Compared to other geographical regions, ECO Bank Nigeria reported the highest cost-to-income ratio of 81.1 percent among peers.

Fitch Ratings said in a report released in June “rising global risks will weaken domestic operating conditions. Inflation (17.7 percent in May 2022) is expected to remain stubbornly high, posing downside risks to our real GDP growth forecasts of 3.1 percent and 3.3 percent in 2022 and 2023, respectively. However, downside risks are somewhat mitigated by strong oil prices, which should also underpin growth in non-oil sectors and banks’ asset quality.”

High Double Leverage

According to Fitch, ETI’s viability rating is one notch below the ‘group viability rating’, “reflecting higher failure risk at the bank holding company (BHC) of Ecobank Group due to high common equity double leverage and the majority of the group’s operations being outside the BHC’s jurisdiction of domicile”.

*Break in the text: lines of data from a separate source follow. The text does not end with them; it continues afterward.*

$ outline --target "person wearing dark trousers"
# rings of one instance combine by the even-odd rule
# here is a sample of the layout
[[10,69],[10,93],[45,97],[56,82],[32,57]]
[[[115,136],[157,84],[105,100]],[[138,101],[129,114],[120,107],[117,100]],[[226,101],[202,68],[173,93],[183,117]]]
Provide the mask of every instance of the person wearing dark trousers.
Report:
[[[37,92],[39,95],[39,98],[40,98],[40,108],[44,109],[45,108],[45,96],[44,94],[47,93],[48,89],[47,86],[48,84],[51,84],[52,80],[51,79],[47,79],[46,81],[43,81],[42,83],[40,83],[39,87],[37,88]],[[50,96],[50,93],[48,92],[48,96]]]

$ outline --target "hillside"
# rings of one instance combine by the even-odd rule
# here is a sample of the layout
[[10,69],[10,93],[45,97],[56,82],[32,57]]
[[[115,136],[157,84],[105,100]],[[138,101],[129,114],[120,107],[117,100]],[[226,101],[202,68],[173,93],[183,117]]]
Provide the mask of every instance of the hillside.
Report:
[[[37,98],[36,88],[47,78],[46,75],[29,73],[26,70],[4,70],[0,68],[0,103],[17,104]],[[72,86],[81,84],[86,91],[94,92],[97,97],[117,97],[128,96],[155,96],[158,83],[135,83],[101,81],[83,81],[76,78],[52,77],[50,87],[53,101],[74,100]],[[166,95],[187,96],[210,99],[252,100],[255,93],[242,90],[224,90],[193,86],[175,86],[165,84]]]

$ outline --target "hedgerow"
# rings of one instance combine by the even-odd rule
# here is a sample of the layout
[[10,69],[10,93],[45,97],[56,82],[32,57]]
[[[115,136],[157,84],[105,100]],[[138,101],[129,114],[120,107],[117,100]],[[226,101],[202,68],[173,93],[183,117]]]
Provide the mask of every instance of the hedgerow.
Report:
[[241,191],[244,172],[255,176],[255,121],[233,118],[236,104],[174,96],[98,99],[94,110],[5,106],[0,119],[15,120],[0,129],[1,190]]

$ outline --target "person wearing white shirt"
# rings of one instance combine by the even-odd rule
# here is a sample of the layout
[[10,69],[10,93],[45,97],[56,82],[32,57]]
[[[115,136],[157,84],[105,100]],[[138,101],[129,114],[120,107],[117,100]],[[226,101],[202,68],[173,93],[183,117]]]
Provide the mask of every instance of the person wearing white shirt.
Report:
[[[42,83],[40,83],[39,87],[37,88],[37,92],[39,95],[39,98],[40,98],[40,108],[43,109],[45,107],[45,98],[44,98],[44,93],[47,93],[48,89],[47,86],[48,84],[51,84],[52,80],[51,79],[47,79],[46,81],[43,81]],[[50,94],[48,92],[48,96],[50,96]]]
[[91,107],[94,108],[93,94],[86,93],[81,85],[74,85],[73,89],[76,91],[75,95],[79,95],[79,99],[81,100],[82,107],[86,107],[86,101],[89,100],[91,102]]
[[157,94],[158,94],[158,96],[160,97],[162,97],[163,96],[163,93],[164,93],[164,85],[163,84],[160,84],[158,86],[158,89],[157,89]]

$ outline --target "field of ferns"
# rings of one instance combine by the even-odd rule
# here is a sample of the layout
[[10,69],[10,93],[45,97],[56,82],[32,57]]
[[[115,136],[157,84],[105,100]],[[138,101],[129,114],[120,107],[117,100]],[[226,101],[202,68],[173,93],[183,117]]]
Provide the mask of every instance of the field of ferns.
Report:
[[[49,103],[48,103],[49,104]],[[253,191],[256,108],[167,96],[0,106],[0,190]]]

“These considerations are balanced against prudent BHC liquidity management,” Fitch added.

Growing fintech threat

In Nigeria’s banking sector, investors are taking positions or stakes in the country’s growing tech ecosystem fueled by attractive fundamentals like the country’s youthful and tech-savvy population, increasing smartphones and internet penetration, large unbanked population, among other factors.

While many CEOs appear to understand their competitive positions today, most of them are worried that new entrants, including established international technology organisations and fintechs could decide to use their sophisticated customer insights to disrupt the customer relationship models.

“Consequently, banks must offer an experience that is more customer-oriented and digital. Beyond adopting innovative technologies, retail banks need to ensure full integration with back-office systems, functions, and processes,” a new report by KPMG, a professional services firm said, adding that the current digital era offers enormous opportunities for innovation.

Accordingly, retail banks must choose to comply – develop in-house processes and standards to a level that is compliant with jurisdictional needs and industry trends.

They must also compete – invest in strategic enablers both in-house and externally including internal data usage, and they must innovate – build strategic partnerships including with non-financial service-related parties.

They need to focus on an onboarding model that prioritises customer centricity, data insights, and agility while maintaining security and transparency.